Wednesday, July 14, 2010

Noodle Me

The travelling Gods must have felt bad that they treated me so badly because the hostel I'm staying at in Florence is pure heaven and when I arrived it was like a shining beacon of hope at the end of the bed bug road. I walked in and was handed clean sheets and towels, a map and brochures, as well as a little welcome pack that had mini toiletries in it. They also come fully equipped with a pool, sauna, restaurant, AC, and blowdryers in the girls rooms.

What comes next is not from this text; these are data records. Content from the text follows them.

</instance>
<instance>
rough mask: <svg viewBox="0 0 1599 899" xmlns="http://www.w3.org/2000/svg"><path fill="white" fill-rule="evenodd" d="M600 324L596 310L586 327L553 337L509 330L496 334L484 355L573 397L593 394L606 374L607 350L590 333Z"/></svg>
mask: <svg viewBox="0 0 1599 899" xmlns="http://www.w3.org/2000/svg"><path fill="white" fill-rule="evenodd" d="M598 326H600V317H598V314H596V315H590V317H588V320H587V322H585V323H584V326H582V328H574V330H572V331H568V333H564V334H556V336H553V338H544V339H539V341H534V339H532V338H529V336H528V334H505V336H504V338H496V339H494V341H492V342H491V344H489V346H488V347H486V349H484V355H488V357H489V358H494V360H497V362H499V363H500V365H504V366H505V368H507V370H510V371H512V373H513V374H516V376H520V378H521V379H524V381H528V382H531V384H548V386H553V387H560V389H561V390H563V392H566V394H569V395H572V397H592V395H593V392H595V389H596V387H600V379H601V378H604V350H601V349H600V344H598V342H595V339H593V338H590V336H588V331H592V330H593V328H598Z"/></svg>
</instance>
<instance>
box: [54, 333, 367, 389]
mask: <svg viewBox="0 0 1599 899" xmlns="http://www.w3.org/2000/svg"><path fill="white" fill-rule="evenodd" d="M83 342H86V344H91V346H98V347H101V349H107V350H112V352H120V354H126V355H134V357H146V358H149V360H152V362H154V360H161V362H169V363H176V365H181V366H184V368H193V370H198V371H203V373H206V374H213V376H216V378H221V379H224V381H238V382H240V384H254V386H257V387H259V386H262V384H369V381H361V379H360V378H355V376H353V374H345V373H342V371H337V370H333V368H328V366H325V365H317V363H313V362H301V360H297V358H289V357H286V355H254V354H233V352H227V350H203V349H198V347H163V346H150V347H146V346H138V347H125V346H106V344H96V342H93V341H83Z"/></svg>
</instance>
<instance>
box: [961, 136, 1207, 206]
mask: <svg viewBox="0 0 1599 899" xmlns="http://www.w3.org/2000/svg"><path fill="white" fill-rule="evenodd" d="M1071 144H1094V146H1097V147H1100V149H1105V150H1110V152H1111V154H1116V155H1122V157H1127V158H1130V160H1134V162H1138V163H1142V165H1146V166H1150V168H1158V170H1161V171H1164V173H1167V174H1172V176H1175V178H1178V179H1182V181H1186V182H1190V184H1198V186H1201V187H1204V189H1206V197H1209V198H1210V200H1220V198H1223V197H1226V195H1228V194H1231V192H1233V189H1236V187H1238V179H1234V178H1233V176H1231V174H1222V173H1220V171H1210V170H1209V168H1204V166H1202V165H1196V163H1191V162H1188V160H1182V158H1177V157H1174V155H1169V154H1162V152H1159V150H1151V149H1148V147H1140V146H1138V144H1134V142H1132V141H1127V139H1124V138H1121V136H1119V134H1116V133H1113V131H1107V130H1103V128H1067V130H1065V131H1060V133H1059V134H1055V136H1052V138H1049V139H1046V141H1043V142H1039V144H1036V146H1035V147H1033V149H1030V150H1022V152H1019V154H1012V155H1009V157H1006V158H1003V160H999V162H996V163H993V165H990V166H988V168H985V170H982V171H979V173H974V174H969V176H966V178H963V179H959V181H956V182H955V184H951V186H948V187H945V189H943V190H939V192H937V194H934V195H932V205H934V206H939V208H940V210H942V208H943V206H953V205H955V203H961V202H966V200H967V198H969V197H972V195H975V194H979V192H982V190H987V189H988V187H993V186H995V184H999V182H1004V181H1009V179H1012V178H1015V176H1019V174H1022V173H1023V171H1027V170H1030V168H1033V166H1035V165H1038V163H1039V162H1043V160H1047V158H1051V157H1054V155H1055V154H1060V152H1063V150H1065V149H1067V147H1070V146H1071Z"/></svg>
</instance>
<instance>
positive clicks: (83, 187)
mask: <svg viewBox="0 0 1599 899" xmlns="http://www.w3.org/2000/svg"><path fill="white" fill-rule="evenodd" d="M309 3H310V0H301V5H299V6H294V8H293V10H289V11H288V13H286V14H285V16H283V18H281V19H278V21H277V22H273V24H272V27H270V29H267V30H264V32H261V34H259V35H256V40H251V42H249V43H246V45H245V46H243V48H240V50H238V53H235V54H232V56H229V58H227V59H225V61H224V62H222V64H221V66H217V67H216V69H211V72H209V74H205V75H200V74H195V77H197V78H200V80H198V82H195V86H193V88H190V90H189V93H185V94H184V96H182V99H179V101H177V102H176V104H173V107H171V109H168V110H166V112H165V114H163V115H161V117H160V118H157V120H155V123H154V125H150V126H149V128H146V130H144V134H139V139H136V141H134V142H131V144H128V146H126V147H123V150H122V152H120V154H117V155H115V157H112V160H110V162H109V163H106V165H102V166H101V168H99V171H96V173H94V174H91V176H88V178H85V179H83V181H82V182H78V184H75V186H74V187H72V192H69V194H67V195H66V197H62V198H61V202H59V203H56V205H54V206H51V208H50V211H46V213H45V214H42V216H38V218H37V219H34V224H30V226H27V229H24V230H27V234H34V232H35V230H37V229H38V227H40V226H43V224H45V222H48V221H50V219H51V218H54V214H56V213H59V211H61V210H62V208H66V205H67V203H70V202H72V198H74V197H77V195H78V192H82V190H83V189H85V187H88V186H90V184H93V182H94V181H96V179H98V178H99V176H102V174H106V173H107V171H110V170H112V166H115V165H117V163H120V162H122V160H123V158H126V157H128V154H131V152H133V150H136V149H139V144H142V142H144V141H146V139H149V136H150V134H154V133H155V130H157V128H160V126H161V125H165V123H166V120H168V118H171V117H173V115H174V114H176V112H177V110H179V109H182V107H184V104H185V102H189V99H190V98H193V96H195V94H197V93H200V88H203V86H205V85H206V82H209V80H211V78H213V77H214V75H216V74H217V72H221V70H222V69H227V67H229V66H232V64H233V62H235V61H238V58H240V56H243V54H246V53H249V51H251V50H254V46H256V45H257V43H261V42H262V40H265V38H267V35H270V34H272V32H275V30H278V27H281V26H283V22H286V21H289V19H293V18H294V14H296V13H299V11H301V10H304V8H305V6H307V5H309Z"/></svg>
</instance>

I found a cooking class that was offered in one of the brochures and went downstairs to book it immediately but couldn't get in until Wednesday (today) so I opted for a Tuscan wine tour in the Chianti region on monday and mulling around the city on Tuesday. The wine tour was excellent, I couldn't understand a word the tour guide was saying but she gave me free wine and I speak that language fluently. We went from place to place tasting and smelling until ending with a multi-course garden lunch at a lord's house up in the Italian countryside where we were given enough red wine to stain our teeth and then headed back to the bus where everyone fell asleep and snored...God bless the siesta.

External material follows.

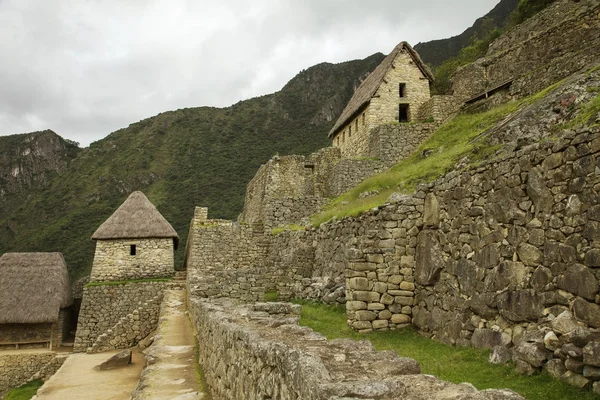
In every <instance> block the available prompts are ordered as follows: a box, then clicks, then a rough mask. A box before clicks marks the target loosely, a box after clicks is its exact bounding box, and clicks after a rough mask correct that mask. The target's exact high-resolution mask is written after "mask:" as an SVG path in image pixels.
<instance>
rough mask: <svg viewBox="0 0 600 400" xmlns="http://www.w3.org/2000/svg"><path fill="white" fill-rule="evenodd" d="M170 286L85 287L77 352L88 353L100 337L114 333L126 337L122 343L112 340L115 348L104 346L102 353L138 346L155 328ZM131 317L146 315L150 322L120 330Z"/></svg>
mask: <svg viewBox="0 0 600 400" xmlns="http://www.w3.org/2000/svg"><path fill="white" fill-rule="evenodd" d="M167 284H168V283H167V282H135V283H122V284H116V285H100V286H87V287H85V288H84V294H83V300H82V303H81V311H80V313H79V319H78V323H77V333H76V335H75V345H74V351H75V352H84V351H87V350H88V348H91V347H93V346H94V343H96V341H97V340H98V338H99V337H100V336H101V335H104V334H107V335H110V334H111V333H112V332H113V331H114V332H119V333H120V335H121V336H123V338H122V340H121V339H118V340H113V341H114V343H110V341H108V342H109V343H108V344H109V345H112V347H110V346H108V345H106V346H105V345H104V344H103V346H105V347H103V350H108V349H110V348H112V349H114V348H118V347H115V346H116V345H117V344H119V345H120V344H121V343H124V342H127V343H129V344H130V345H131V346H133V345H135V344H136V343H137V342H138V341H139V340H141V339H143V338H144V337H146V336H147V335H148V334H149V333H150V332H151V331H152V330H153V329H155V328H156V323H157V321H158V313H159V311H160V300H161V299H162V294H163V292H164V290H165V288H166V287H167ZM130 314H131V315H136V314H137V315H140V314H143V315H146V316H147V318H146V320H145V321H141V322H140V321H139V319H138V323H133V324H132V325H131V326H129V328H130V329H124V330H123V329H118V328H119V326H121V325H122V324H123V321H125V320H128V318H129V317H128V316H129V315H130ZM142 322H143V323H142ZM109 330H110V332H109ZM103 339H104V338H103ZM111 339H114V337H111ZM100 340H102V339H100Z"/></svg>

Today I got up early to meet my cooking group in the heart of the city where we first toured the fresh market and purchased items for lunch, then headed back to the chef's apartment to make it. He gave us all little recipe books to write down what we were doing as we sat around a large marble island in the middle of his kitchen and prepared bruschetta (the true Italian way), homemade bolognese sauce, fresh pasta that we rolled by hand, and tiramisu all from things he had bought in the market. It was all fun and delicious games until the instructor decided to confess his affinity towards me and propose: a party, boat ride, dinner of chicken and risotto...etc. This was all done in an alarming public way and I chuckled a bit and sweated profusely while whispering to the girls next to me to make sure I didn't get left behind. At the end we all got certificates of completion and after I made sure I had made it out unfollowed by my new Italian lover, I promptly spilt hazelnut gelati on my diploma.

Side note: after ruminating on my plans to head to Greece, I decided it was too far out of the way and booked a ticket to Morocco instead, surprise! Africa, here I come.